I recently read “Hillbilly Elegy,” by J. D. Vance. It was a profoundly affecting experience, as my husband and I could relate to a staggering number of things in the book. It was also sad. Vance unflinchingly and honestly catalogs both the circumstances and personal behaviors that can make it difficult to impossible for people to chart a different path from the one in which they have been brought up. Yet the only way out is to wrest what control one can: to take responsibility for one’s actions and to make choices instead of letting others make those choices for you.

That is what the Benedict Option is all about: choosing. Do you send your children to public school because that’s what people do, or do you consider alternatives? Do you take the culture as it comes, or do you discriminate, saying no to music, books, movies, fashion, and other societal trends that conflict with your values? Do you let every latest piece of technology into your family’s hands simply because it’s available, or do you draw some boundaries?

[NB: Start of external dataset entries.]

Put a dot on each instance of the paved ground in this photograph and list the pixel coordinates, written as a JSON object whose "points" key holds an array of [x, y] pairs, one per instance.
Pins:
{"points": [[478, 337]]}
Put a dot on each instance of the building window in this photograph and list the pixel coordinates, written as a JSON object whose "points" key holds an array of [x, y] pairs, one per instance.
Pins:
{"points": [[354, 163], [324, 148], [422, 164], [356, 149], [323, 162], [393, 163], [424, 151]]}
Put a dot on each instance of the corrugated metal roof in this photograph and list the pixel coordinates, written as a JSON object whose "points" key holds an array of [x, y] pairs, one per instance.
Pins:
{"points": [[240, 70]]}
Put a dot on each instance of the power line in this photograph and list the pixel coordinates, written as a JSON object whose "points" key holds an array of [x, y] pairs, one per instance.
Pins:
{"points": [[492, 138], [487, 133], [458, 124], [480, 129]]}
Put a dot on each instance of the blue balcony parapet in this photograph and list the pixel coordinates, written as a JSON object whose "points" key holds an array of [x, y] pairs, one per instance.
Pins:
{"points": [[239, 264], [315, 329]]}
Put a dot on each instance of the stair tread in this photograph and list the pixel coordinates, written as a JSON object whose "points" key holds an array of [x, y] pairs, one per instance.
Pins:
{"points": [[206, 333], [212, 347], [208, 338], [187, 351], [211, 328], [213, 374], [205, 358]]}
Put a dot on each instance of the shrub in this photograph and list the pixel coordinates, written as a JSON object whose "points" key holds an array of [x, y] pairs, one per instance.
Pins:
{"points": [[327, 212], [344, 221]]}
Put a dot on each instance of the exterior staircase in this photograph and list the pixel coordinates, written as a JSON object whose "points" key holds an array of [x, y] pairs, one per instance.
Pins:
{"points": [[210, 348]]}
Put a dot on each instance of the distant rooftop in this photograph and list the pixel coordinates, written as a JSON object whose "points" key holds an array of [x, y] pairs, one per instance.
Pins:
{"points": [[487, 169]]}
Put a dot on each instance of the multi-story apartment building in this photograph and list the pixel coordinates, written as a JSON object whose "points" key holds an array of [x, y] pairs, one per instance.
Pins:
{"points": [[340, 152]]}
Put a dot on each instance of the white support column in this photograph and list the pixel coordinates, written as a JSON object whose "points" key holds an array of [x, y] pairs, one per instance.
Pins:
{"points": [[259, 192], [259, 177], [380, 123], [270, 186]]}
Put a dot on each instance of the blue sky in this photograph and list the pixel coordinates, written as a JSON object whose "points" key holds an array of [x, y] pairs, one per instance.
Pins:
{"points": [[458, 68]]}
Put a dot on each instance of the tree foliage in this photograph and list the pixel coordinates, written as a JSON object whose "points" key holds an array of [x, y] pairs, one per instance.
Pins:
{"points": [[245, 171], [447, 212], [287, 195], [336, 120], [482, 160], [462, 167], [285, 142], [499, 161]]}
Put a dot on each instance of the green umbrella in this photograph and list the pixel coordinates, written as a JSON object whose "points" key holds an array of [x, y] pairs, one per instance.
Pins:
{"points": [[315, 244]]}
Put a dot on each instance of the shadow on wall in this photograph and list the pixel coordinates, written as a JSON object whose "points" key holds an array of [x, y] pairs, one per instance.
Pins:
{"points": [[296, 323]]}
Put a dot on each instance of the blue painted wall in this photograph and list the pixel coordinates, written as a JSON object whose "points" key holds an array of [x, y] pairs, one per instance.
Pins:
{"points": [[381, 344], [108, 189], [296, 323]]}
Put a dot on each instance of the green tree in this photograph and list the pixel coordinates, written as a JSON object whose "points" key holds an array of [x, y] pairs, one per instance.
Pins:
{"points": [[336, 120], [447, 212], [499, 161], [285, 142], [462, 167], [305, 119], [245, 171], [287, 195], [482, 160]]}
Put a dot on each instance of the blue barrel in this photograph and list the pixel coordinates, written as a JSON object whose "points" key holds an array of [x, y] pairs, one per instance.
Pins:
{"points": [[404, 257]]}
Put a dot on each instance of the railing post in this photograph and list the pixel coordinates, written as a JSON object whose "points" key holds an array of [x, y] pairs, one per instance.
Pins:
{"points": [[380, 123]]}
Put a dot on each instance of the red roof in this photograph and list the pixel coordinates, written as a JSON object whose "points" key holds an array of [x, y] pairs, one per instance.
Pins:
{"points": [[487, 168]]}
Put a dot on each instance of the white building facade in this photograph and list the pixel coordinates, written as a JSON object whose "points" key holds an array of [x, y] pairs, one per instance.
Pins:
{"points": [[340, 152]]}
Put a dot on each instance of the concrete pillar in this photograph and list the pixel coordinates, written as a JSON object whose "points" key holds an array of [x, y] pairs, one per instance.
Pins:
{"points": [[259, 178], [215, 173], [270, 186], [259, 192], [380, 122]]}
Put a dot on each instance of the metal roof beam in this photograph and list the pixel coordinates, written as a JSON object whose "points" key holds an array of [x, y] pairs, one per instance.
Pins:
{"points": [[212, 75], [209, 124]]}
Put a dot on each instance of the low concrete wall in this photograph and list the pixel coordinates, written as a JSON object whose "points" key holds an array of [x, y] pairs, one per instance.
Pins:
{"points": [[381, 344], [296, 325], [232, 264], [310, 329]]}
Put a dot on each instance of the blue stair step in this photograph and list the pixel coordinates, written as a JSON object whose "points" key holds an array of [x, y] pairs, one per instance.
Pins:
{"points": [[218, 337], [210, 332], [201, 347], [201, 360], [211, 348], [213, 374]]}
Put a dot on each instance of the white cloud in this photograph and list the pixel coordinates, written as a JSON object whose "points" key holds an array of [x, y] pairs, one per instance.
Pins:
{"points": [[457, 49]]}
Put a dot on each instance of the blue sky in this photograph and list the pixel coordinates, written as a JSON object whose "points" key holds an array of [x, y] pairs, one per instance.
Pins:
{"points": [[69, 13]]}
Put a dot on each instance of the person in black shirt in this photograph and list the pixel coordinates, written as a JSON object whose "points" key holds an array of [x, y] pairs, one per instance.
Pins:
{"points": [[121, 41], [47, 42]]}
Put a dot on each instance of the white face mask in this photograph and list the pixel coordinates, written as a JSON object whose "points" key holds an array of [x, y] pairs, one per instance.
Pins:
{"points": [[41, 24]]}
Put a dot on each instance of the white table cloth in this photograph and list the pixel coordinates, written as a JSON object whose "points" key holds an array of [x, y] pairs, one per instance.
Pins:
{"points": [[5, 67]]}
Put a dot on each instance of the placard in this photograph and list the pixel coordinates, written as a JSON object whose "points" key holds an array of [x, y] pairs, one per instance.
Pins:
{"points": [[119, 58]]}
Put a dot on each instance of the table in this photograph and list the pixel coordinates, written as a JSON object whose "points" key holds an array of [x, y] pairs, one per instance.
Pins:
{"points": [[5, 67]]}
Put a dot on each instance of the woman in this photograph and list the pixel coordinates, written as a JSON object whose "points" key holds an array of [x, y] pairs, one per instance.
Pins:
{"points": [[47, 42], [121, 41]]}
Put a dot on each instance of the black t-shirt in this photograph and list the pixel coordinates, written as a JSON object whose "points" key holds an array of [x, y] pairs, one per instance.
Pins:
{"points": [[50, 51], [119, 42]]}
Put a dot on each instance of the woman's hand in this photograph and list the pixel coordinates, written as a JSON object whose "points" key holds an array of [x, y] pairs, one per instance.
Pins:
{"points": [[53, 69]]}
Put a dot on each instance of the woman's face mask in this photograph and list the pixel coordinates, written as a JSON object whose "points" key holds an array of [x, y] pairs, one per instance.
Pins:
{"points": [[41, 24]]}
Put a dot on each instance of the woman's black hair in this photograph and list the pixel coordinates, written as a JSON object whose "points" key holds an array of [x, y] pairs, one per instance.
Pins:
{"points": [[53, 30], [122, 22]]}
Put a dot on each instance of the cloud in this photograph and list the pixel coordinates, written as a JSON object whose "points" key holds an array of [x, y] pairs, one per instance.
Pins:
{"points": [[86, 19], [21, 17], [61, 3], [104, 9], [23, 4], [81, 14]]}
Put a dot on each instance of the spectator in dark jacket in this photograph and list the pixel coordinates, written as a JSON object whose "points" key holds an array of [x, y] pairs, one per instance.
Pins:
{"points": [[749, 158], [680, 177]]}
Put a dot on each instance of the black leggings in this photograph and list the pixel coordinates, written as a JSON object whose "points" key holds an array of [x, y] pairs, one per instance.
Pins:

Do you resign yourself to compromising your beliefs in performing your job because that’s just what one has to do these days, or do you refuse and accept the consequences? Do you make church a priority and seek out one that is serious about confessing Christ, or do you look for one that is comfortable and easy to fit it in around the edges? Do you actually read the Bible and pray as a family, or do you just call yourself a Christian and hope this and the occasional prayer born of urgency is good enough to get you into heaven some day?

Read the whole thing; it’s really good.

In interviews recently, I’ve been pointing out that so many conservative Christian parents think they’ve got everything well in hand because they send their kids to a Christian school (or homeschool them), go to church on Sunday, maybe send their kids to the youth group, and they hold the correct conservative Christian opinions. Meanwhile, they’re handing their young kids smartphones, thereby undoing everything they (the parents) think they’re accomplishing. The most common complaint? My kids will be weird if they don’t have smartphones.

This is how we surrender agency, folks. This is not on Hollywood, or the media, or the public schools, or liberals, any other outsider we might wish to blame. This is on us Christians.